Entendez-vous, au loin, la nuit, au fond des bois, les hurlements du capitaine Adib ? Comme un hibou esseulé pris de court par la noirceur étonnante de la nuit. Dans une jungle hostile, les dangers guettent tout volatile usé par l’attente qui se laisse aller à une somnolence mortelle. Les cris stridents du capitaine déchirent la nuit et font vibrer l’air d’un sifflement métallique, sonnant et trébuchant.
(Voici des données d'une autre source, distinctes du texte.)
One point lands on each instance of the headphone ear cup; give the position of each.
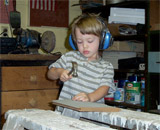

Que sont mes amis devenus ? Diable, où en est ma fortune ? Que sont-ce ces bienfaiteurs qui oublient leurs engagements ? Où sont les cavaliers intrépides du journalisme exotique, la plume au clair et la sébile tendue (Fi Sabil Illah). Ils l’ont tous abandonné. Le capitaine Adib, avec sa belle tenue d’apparat, celle qu’il utilisait naguère pour donner des interviews d’éclat ? Etait-il dans son rôle? Qui l’a mis en garde contre les risques inconsidérés qu’il prenait ? On apprend aujourd’hui que la motivation était matérielle. Comme la preuve, de même nature, en droit pénal, elle est la plus solide. Il n’y a que l’aveu – s’il est obtenu avec amour – qui peut la dépasser en force et en consistance. Il se trouve que le capitaine nous donne les deux. Les aveux et la preuve. Et les noms des comparses. Un vizir aveuglé par la haine qui renie en permanence sa parole. Un Prince avare qui ne s’acquitte jamais que de la moitié de ses promesses alors qu’il est très prometteur. Une amicale néo-coloniale de la plume exotique les doigts trempés dans le pot de forfaiture. La belle équipe ! Le capitaine Adib devait savoir que la trahison n’a pas de service après-vente. Elle ne génère pas non plus de droits. Elle ne donne pas lieu à des primes de service. Elle n’offre pas de promotions. Comme elle se réalise dans l’instantanéité, c’est sur le moment que sa valeur se détermine. Ni avant, ni après. L’histoire universelle de la trahison nous apprend que sa valeur est toujours nulle.